La lutte contre le contrôle au faciès se joue également en amont. « Il y a aussi la possibilité de former les policiers sur ce sujet », pointe Robin Médard-Inghilterra. Conduite par la Défenseure des droits, une étude sur l’état d’esprit des forces de l’ordre soulève le défaut de formation dont ils témoignent. Ces derniers se montrent par ailleurs sceptiques concernant l’utilité même des contrôles d’identité.

Les contrôles abusifs peuvent être justifiés par la lutte contre l’immigration irrégulière

Si de nombreuses pistes restent à explorer, la question du profilage racial est d’autant plus brûlant dans un contexte d’hostilité croissante à l’immigration.

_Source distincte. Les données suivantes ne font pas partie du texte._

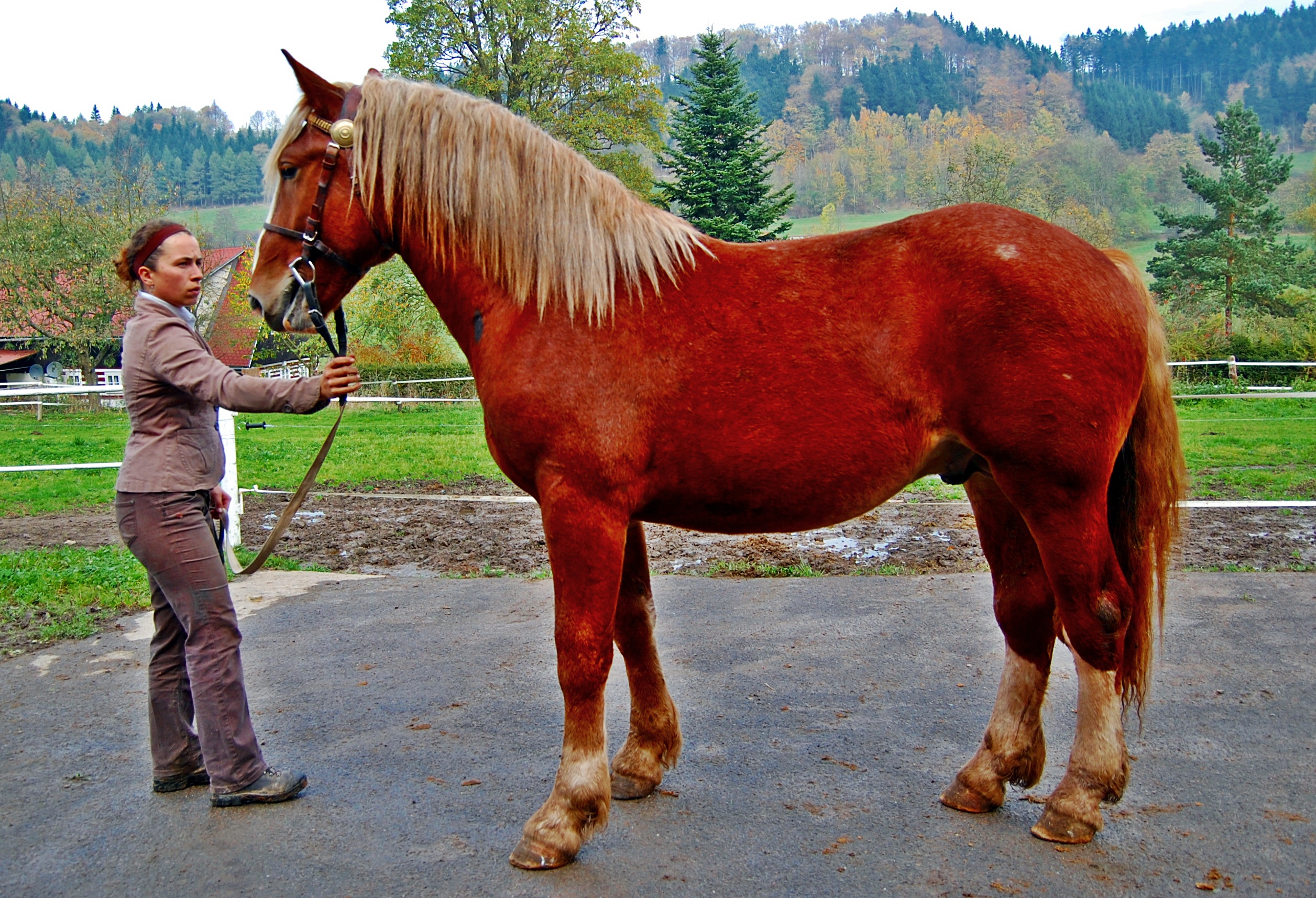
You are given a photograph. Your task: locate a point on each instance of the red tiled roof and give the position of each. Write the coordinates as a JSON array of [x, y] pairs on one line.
[[236, 326], [9, 357]]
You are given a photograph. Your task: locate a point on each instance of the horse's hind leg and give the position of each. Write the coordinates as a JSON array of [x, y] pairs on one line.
[[1094, 604], [654, 739], [1012, 749]]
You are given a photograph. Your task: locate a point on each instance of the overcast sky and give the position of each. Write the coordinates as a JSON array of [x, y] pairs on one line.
[[66, 56]]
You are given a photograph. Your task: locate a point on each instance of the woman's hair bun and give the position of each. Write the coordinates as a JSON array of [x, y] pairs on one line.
[[137, 242]]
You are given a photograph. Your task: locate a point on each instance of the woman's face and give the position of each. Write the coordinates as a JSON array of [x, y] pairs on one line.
[[177, 278]]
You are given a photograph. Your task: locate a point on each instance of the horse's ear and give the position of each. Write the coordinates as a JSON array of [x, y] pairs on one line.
[[323, 96]]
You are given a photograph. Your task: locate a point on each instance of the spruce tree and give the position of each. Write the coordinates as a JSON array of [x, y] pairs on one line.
[[719, 158], [1231, 256]]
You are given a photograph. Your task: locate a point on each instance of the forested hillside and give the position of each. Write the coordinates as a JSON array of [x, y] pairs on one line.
[[894, 109], [198, 157], [1266, 58], [910, 109]]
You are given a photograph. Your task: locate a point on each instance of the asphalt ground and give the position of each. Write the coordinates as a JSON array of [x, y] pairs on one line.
[[428, 717]]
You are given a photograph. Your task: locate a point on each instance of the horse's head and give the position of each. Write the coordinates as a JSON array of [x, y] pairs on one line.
[[317, 229]]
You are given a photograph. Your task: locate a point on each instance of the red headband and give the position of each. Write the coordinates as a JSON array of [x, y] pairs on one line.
[[155, 243]]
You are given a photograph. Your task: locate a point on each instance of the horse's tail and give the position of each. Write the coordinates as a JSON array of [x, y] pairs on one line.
[[1143, 498]]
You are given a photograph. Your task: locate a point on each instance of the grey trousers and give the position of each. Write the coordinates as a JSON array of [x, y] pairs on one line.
[[195, 666]]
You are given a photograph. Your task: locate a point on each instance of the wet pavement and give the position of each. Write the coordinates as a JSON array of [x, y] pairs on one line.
[[821, 718]]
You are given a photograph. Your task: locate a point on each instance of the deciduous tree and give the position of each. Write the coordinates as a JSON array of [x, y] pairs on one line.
[[557, 62], [57, 246]]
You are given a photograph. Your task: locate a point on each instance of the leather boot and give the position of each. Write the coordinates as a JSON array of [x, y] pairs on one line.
[[269, 788]]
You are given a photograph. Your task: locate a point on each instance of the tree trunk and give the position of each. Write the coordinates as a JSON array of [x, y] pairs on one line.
[[1230, 262], [89, 367]]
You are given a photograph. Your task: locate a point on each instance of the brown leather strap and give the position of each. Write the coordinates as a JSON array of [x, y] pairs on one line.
[[289, 512]]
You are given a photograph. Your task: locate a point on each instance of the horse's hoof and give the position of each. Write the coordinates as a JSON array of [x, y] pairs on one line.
[[962, 799], [1068, 830], [627, 788], [533, 856]]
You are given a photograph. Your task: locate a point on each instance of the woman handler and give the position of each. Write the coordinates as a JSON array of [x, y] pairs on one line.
[[166, 490]]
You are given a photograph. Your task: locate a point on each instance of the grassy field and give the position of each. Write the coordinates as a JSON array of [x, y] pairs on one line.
[[374, 444], [66, 593], [811, 227], [1236, 449], [245, 217]]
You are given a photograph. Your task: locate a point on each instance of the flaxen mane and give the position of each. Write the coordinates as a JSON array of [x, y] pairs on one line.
[[535, 215]]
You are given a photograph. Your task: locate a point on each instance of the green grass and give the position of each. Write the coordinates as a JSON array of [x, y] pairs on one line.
[[66, 593], [1251, 449], [374, 444], [760, 570], [1236, 449], [811, 227], [245, 217]]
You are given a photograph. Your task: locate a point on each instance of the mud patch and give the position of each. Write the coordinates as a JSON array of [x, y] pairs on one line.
[[473, 538]]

En Italie, en Pologne et désormais en France, la législation se fait de plus en plus intransigeante. Et le contrôle des personnes perçues comme non-blanches s’en ressent. « Les contrôles abusifs peuvent être justifiés par la lutte contre l’immigration irrégulière », confirme le chercheur. « Mais une couleur de peau n’est pas une situation administrative. Auparavant, c’était légitime de se baser sur l’apparence pour en déduire cela. Mais désormais, c’est de plus en plus contesté. » 

Alors que l’Europe connaît la montée des extrêmes, il faut espérer que les politiques prennent le sujet au sérieux, pour faire enfin combattre les contrôles discriminatoires.